And then, by the way, when he comes out— he’s been out seven months or so, because his case was vacated before the charges were dismissed—he started a business.

TCR: What was your role in the reinvestigation?

Fishman: I will admit that there were a lot of moments when I wavered because Cal’s story was not something that I always believed, not in all of its details. He was a drug dealer in an extremely violent time and he operated on a corner that was dubbed the Corner on Blood [Although] Cal said he was never violent, I always found that to be a little unsettling.

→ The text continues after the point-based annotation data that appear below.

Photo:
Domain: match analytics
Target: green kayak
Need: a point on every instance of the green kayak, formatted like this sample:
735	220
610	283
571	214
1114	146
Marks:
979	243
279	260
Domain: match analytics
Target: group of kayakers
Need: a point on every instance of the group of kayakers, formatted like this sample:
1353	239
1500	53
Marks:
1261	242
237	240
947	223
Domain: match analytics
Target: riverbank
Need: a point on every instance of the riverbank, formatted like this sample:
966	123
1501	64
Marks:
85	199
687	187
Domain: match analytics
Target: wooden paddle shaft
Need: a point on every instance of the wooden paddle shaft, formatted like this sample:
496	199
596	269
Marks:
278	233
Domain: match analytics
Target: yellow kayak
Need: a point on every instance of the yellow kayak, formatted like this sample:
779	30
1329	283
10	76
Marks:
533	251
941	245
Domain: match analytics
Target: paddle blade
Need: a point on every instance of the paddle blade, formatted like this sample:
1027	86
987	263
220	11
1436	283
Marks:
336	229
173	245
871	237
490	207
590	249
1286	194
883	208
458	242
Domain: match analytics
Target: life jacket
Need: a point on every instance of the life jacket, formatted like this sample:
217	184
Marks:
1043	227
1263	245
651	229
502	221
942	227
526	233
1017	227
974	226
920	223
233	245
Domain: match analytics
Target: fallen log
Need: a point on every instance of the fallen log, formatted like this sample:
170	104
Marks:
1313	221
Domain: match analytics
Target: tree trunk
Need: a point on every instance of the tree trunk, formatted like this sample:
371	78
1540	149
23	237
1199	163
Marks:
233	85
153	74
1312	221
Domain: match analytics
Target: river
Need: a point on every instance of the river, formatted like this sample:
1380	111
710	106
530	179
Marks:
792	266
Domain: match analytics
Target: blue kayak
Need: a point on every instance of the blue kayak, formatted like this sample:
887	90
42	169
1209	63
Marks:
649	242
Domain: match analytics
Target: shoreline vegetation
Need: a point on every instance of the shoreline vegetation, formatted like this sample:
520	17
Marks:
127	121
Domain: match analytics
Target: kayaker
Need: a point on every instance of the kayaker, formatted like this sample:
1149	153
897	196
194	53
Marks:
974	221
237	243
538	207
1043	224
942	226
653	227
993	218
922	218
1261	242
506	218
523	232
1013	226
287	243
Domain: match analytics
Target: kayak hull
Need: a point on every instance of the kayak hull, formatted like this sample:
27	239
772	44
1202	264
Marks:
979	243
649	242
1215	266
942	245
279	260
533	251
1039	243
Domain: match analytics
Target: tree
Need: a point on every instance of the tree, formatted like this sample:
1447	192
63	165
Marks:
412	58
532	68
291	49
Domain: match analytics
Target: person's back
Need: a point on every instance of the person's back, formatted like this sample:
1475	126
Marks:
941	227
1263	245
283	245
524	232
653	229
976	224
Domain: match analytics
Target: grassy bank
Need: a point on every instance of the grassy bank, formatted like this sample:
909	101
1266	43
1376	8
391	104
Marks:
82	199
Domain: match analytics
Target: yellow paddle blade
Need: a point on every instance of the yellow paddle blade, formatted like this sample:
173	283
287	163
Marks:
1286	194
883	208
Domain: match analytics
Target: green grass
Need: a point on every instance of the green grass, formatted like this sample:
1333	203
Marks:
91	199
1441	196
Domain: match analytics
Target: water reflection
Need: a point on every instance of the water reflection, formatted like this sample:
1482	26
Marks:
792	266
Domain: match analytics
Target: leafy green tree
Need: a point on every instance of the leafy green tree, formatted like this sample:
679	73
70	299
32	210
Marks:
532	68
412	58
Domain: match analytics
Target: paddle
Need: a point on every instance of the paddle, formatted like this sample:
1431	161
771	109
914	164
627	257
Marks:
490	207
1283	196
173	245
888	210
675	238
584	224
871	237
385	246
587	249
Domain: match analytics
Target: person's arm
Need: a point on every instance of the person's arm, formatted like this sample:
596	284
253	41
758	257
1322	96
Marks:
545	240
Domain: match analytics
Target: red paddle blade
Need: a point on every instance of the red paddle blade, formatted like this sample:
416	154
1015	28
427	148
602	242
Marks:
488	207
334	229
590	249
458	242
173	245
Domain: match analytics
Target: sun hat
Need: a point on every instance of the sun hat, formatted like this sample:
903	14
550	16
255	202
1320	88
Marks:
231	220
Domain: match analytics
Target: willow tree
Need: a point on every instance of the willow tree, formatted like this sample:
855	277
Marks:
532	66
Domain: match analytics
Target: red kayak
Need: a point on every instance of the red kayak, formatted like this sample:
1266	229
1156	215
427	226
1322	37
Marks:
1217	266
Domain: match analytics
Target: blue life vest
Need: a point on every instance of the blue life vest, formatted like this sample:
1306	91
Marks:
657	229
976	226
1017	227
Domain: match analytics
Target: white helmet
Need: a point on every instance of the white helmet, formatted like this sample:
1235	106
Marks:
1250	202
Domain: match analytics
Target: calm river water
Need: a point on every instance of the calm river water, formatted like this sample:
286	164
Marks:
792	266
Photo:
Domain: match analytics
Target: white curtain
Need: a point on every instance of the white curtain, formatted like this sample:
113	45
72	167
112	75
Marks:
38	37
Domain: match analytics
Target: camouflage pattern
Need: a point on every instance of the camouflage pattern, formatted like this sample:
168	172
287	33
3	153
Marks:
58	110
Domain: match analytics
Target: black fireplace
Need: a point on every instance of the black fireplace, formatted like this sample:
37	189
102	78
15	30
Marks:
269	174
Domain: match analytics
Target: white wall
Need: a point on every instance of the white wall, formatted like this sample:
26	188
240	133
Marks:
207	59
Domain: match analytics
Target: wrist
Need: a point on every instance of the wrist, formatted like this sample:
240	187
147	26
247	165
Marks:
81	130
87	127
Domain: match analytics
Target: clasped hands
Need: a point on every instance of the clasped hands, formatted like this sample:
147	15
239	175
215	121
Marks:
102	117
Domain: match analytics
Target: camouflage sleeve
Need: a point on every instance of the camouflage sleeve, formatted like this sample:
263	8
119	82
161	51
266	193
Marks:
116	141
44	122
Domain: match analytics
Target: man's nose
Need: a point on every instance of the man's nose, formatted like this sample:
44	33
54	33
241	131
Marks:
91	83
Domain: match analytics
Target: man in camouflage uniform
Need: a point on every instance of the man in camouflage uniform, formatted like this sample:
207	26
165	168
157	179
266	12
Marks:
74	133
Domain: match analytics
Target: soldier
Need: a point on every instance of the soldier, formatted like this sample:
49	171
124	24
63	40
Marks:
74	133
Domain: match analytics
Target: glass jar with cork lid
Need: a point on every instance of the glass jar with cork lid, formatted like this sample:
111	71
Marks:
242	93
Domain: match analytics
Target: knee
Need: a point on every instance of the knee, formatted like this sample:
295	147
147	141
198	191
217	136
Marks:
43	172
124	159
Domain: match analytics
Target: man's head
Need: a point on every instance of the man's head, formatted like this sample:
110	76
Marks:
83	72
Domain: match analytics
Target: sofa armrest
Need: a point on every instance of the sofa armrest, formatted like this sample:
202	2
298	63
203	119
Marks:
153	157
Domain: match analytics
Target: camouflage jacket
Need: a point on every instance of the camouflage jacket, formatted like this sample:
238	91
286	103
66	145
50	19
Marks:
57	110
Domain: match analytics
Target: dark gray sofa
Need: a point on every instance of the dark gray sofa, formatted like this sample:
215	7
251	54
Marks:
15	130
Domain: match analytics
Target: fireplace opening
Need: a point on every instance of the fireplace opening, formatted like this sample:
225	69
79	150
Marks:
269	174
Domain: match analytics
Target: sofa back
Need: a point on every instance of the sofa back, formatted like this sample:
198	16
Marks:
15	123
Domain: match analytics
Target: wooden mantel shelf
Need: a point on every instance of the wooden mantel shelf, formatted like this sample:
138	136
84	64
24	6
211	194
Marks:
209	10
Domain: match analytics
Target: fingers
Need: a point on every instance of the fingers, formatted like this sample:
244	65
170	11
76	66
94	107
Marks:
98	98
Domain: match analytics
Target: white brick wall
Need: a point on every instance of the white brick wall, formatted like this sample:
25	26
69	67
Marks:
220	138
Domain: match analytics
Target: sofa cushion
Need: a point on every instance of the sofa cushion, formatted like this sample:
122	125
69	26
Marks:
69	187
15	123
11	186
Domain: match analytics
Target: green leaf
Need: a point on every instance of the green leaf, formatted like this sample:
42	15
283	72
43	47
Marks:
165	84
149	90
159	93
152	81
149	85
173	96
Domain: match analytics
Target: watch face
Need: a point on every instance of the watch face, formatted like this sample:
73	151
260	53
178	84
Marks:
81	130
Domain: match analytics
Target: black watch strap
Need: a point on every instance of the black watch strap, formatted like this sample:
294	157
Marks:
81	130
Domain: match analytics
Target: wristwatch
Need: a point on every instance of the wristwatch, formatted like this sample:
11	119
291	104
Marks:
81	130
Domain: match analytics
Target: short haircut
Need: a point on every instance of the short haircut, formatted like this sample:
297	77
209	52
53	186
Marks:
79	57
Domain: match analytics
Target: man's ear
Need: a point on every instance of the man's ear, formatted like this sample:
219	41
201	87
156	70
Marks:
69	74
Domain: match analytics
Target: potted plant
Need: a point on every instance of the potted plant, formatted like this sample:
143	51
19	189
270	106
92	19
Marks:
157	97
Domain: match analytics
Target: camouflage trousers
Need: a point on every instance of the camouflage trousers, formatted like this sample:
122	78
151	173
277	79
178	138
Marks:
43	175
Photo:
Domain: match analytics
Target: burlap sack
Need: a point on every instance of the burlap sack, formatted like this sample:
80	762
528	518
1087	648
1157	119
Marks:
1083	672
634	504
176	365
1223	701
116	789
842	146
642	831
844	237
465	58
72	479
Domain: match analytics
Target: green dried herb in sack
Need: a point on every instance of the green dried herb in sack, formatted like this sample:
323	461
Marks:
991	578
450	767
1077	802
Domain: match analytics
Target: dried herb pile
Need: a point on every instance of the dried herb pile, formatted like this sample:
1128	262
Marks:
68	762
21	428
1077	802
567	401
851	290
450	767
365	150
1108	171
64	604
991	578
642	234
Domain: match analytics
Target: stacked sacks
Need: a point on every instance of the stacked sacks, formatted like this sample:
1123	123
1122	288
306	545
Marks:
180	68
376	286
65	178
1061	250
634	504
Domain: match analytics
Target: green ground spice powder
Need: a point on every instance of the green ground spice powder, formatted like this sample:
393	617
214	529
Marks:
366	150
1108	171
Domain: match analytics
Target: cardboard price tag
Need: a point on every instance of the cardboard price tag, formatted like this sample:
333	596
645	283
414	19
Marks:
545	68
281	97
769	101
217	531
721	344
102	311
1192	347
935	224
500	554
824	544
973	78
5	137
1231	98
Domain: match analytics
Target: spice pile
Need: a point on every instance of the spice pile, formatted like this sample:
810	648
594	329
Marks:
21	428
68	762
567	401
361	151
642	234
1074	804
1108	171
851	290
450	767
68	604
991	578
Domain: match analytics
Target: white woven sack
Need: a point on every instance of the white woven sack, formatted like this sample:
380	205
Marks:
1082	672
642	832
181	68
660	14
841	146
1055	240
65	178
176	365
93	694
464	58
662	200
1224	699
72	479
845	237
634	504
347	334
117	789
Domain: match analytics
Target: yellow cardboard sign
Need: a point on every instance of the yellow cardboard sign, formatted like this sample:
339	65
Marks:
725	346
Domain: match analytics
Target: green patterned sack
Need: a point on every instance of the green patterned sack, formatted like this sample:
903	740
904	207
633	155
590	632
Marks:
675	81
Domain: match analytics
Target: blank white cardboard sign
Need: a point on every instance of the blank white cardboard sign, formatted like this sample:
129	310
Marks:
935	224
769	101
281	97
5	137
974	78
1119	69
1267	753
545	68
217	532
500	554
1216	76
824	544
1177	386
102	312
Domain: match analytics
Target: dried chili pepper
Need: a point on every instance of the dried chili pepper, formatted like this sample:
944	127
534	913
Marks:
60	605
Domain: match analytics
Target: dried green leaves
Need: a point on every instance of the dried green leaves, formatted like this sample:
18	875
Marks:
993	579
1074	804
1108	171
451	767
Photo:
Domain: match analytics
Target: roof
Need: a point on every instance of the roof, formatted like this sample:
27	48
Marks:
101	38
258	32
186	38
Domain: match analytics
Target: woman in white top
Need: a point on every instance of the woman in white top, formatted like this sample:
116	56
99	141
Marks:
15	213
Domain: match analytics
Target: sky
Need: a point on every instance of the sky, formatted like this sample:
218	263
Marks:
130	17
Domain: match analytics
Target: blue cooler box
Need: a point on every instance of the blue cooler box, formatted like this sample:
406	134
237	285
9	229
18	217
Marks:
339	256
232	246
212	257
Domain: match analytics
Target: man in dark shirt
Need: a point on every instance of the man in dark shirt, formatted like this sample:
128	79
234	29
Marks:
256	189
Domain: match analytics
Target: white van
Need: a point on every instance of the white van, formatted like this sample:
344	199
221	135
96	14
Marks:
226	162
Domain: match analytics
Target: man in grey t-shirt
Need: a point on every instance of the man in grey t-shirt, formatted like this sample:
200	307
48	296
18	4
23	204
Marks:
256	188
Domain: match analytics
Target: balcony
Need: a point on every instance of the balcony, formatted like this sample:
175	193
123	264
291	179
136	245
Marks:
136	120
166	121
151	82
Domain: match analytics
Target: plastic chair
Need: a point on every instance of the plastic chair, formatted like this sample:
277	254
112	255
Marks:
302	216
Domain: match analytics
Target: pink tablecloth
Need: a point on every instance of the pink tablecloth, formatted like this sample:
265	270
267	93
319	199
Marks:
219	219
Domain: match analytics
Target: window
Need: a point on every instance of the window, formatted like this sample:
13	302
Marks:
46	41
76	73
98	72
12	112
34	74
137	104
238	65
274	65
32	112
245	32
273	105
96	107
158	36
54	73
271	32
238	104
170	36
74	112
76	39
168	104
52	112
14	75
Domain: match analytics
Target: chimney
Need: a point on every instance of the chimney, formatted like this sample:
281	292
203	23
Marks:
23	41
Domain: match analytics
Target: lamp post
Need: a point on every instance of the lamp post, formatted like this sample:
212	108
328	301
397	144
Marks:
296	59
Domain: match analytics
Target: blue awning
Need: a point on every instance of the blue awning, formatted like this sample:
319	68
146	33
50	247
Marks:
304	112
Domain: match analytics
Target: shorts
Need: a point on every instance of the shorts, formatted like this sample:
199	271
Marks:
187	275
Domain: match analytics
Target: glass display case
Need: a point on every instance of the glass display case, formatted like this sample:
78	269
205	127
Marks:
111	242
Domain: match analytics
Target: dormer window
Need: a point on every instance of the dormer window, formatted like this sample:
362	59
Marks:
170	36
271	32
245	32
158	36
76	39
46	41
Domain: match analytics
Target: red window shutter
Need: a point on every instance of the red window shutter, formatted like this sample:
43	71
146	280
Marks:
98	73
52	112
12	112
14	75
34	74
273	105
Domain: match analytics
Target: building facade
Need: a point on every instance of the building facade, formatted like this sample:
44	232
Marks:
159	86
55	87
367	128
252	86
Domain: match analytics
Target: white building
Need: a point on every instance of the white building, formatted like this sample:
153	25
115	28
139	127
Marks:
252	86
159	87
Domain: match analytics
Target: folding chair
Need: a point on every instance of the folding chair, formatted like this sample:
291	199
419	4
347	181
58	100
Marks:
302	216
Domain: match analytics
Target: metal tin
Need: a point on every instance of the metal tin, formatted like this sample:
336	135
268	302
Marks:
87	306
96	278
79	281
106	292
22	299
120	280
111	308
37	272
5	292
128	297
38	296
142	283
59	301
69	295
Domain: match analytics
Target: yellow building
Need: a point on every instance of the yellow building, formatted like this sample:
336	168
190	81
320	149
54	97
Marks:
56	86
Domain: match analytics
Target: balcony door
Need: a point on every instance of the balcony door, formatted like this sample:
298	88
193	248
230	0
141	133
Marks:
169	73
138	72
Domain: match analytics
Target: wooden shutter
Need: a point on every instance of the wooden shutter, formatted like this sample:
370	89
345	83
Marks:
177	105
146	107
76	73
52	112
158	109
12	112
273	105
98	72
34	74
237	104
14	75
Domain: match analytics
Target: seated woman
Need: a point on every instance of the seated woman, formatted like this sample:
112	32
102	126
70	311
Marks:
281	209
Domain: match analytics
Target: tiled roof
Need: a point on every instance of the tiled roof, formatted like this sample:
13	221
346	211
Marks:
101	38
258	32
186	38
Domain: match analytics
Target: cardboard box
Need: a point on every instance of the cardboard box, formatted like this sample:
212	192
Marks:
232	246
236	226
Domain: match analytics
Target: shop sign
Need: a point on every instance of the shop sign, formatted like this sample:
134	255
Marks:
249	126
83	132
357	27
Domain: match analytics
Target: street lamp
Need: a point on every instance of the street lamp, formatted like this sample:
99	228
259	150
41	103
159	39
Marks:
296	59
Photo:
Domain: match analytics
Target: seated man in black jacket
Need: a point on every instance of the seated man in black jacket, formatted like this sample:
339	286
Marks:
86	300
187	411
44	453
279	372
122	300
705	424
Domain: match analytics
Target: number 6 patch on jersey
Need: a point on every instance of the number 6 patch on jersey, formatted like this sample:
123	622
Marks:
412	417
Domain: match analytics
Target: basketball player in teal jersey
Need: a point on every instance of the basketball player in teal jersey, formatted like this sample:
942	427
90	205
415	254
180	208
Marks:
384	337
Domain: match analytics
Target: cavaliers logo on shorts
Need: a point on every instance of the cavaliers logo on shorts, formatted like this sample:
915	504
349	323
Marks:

The private eye on the case was a guy who actually had been the private eye on the David Wong case. You meet him in episode 5. He’s a really weird, interesting guy, I mean very colorful. He was on this case and he knew that I was interested in Cal’s case, and he said, “Do you want to take a train ride? There were these new witnesses, and he didn’t know what they were going to say. We’re at a kind of restaurant at a Holiday Inn [in North Carolina], where we meet two sisters. One of the sisters had flashbacks of the scene right in front of me, because she had been 25 feet away [from the murders]. It solidified for me Cal’s innocence. And it certainly helped Cal’s case.

myron beldock

Myron Beldock (courtesy Panoply Media)

So Cal gets the affidavit from her and he manages to get hooked up with Myron Beldock, the legendary attorney who got Hurricane Carter out of prison. Beldock, then 85 years old, comes off his deathbed to basically take up Cal as his last case—and then he dies. And that’s another moment that really pushes me ahead on this path. Cal is a guy who can do 100 pushups without a stop—he’s a tough dude—and he hears that Beldock has died, and he’s in tears. It was just a very emotional moment. It was emotional for him, it was emotional for me. It was one of those moments where I could actually imagine what it might be like to suddenly have this… not just a setback, it’s like your life feels it’s on a course toward freedom, and then the tunnel you’re going through collapses on you.

Cal needed an attorney afterwards. He can’t make phone calls from prison except to people whose numbers are approved. so he would call me and I would conference in people, and I ended up conferencing in Emel McDowell, the guy who initially introduced me to Cal.

Emel had written the appeal that had gotten him out of prison, and then went to work for a law firm. [Emel offered his attorney] and he finally wins Cal’s case. I was a little bit of a provocateur, a little bit of a catalyst, and a little bit of a witness.

TCR: What was your role with the new witnesses?

Fishman: It’s a good question because I was there as a journalist, and I was introduced as a journalist. Journalists don’t usually get to ride along with investigators interviewing witnesses for the first time. I was also there as somebody who had been involved in the case for a long time. I would say that I was not there as an advocate, but I was certainly there as a participant. I did not see my role as urging them to come forward, but I grilled her on her story. It was a journalistic interview, but maybe there’s not too much difference between that and another kind of interview. I wanted to know how close she was, and I wanted to know what she saw, and who she saw, and how could she be sure?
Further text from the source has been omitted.